In this case, we’ve got an incentive (karma) and a goal to maximize (insightful results, which require both a question and a promising answer to it). In my experience, which you evidently disagree with, judging the fruitfulness of questions (other than the trivial or obviously flawed) is difficult without putting effort into analyzing them: effort which is unproductive if expended on a dead-end question. Also in my experience, questions are cheap if you’re already closely familiar with the source material, which most of the people posting in the MoR threads probably are. If I’m right about both of these points, valuing insightful-sounding questions on par with insightful-sounding answers creates a karma disincentive to spend time in analysis of open questions (you could spend the same time writing up new questions and be rewarded more), and a proportionally lower number of results.
There are a number of ways this could fail in practice: the question or answer space might be saturated, or people’s inclinations in this area might be insensitive to karma (in which cases no amount of incentives either way would help). One of the premises could be wrong. But as marginal reasoning, it’s sound.
This is all reasoning that should have been made explicit in your comment. Your objection has good thoughts going into it but I had no way of knowing that from your previous comment. I knew that “perverse incentives” was an economic catchphrase but thought you were just referencing it without reason because you made no attempt to describe why the perverse incentives would arise and why the LessWrong commenters would have a difficult time distinguishing intelligent questions from dumb questions. I thought you were treating the economic catchphrase like phlogiston. If your above thought process had been described in your comment it would have made much more sense.
Isn’t this the same with answers? I don’t see why it wouldn’t be.
Isn’t this the same with answers? I don’t see why it wouldn’t be.
This only makes sense if people are rational agents. Given that you’ve already conceded that we irrationally undervalue good questions and questioners, doesn’t it make more sense that actively trying to be kinder to questioners would return the question/answer market to its objective equilibria, thus maximizing utility?
I note the irony of asking questions here but I couldn’t manage to express my thoughts differently.
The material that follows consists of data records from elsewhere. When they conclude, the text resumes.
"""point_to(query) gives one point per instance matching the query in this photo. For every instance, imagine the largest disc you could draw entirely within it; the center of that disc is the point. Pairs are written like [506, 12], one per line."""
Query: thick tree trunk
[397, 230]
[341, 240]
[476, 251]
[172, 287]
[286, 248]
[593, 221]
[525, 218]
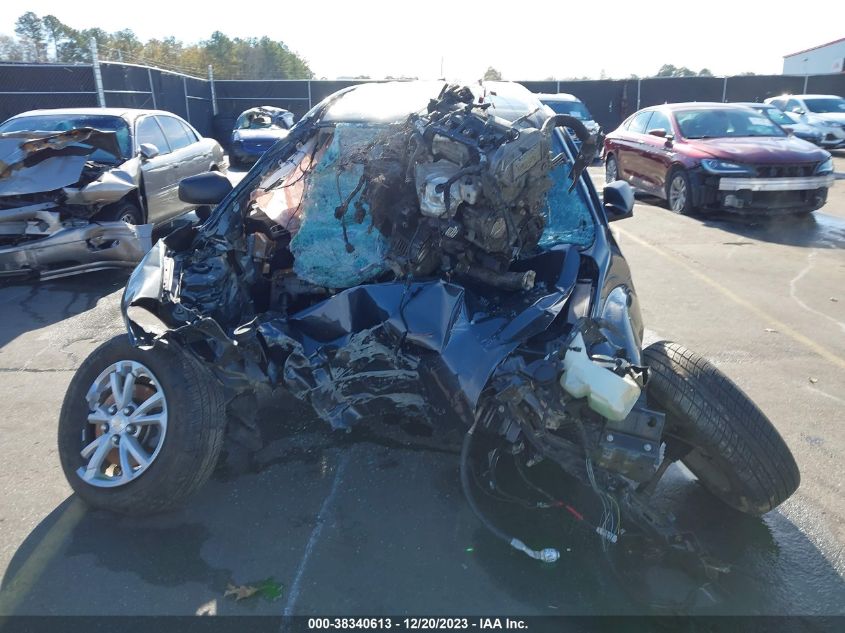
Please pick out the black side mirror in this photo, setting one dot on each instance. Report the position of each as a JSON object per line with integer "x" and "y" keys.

If you come up with a good (or even convincing) answer, you’ve already front-loaded a lot of the analysis that people need to verify it. All you need to do is write it down—which is enough work that a lot of people don’t, but less than doing the analysis in the first place.
It helps, but not as much. Patching holes takes more original thought than finding them.
It makes sense if people respond to karma incentives. If they don’t, there’s no point in trying to change karma allocation norms. The magnitude of the incentive does change depending on how people view the pursuits involved, but the direction doesn’t.
I didn’t say this.
Actually, changing karma allocation norms could change visibility of unanswered questions judged interesting.
This can be an end in itself, or an indirect karma-related incentive.